Débat

Faut-il supprimer les assessments?

Les assessments sont coûteux et subjectifs, plaide la consultante Ruth Blunier. Elle propose de les remplacer par une combinaison de tests de personnalité et d’assessments en ligne. Lisa Di Secli, assistante de direction chez Clickjob Meyer SA, estime au contraire que les assessments restent fiables et très utiles.

Pour : Ruth Blunier

Mes différentes interventions en PME m’ont amené à avoir un regard critique sur les assessments. Malgré leur formation, les évaluateurs sont encore influencés par des candidats «entraînés» à ce type d’évaluation. Surtout les managers, qui ont l’habitude de passer ce genre de tests. De plus, l’appréciation du candidat par l’assesseur est souvent subjective et approximative. Je ne citerais ici que quelques exemples: chaque évaluateur éprouvera de la sympathie ou de l’antipathie devant un candidat, un sentiment qui influencera forcément son jugement.
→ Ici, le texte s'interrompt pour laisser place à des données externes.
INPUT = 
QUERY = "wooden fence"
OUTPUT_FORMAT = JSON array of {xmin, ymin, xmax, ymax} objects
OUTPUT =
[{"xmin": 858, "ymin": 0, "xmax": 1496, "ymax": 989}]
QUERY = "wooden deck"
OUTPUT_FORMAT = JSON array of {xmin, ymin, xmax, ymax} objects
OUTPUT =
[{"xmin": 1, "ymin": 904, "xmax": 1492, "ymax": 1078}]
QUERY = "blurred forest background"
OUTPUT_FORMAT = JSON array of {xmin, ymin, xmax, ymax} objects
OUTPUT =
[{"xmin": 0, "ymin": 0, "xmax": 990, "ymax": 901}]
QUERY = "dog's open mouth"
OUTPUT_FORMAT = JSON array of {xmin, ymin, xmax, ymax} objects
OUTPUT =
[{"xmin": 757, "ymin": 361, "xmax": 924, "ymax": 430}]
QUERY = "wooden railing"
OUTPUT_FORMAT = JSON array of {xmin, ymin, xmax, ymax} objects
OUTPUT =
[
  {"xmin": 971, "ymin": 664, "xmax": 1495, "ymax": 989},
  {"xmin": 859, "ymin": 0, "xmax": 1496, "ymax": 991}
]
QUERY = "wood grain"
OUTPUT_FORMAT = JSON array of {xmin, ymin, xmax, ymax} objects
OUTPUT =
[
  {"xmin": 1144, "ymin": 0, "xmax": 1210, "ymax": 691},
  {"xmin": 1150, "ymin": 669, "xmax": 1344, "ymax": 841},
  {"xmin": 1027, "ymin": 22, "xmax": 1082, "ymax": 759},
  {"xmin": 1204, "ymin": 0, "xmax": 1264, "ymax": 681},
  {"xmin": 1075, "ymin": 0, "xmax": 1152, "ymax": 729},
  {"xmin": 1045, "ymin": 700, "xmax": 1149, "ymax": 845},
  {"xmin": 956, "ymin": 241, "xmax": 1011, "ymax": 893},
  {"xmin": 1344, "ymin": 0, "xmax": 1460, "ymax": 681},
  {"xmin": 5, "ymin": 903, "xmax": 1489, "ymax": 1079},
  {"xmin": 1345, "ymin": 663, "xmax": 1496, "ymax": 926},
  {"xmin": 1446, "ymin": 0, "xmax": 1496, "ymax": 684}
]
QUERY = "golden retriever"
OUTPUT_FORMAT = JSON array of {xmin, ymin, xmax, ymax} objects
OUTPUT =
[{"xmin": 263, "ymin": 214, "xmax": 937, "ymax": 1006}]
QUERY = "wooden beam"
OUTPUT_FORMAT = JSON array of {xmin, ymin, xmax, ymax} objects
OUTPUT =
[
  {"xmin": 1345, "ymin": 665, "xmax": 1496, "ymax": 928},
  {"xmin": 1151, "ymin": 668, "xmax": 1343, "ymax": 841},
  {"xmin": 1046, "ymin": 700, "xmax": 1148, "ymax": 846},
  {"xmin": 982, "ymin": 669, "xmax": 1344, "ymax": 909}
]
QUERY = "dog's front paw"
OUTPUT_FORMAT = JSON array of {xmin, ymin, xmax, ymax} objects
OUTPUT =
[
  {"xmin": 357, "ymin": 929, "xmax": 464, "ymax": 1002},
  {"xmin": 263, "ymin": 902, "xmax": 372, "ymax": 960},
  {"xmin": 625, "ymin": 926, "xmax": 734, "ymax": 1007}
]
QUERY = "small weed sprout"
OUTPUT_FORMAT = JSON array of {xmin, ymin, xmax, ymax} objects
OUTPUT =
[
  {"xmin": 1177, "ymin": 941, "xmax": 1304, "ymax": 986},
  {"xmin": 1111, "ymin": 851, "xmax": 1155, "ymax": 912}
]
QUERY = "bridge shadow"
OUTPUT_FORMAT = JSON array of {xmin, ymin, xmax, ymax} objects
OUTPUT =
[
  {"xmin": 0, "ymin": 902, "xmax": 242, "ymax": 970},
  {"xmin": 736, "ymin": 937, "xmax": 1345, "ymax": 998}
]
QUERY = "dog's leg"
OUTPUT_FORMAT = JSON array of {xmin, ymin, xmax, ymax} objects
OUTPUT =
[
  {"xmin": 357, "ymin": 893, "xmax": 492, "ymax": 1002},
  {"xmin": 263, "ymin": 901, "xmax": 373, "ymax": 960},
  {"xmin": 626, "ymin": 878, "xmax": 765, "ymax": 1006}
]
En outre, les mises en situation proposées lors d’un assessment sont évidemment fictives, soit des situations auxquelles les candidats pourraient se préparer. Et si plusieurs candidats participent au jeu de rôle, cela provoquera de la concurrence et des jeux de pouvoir, ce qui va à l’encontre des objectifs d’un assessment.

Qu’ils soient menés avec un ou à plusieurs candidats, ces évaluations coûtent chers, puisqu’elles exigent des ressources humaines et temporelles importantes. Répondre que ce coût est relativement bas en vue du résultat obtenu ne me convainc pas non plus.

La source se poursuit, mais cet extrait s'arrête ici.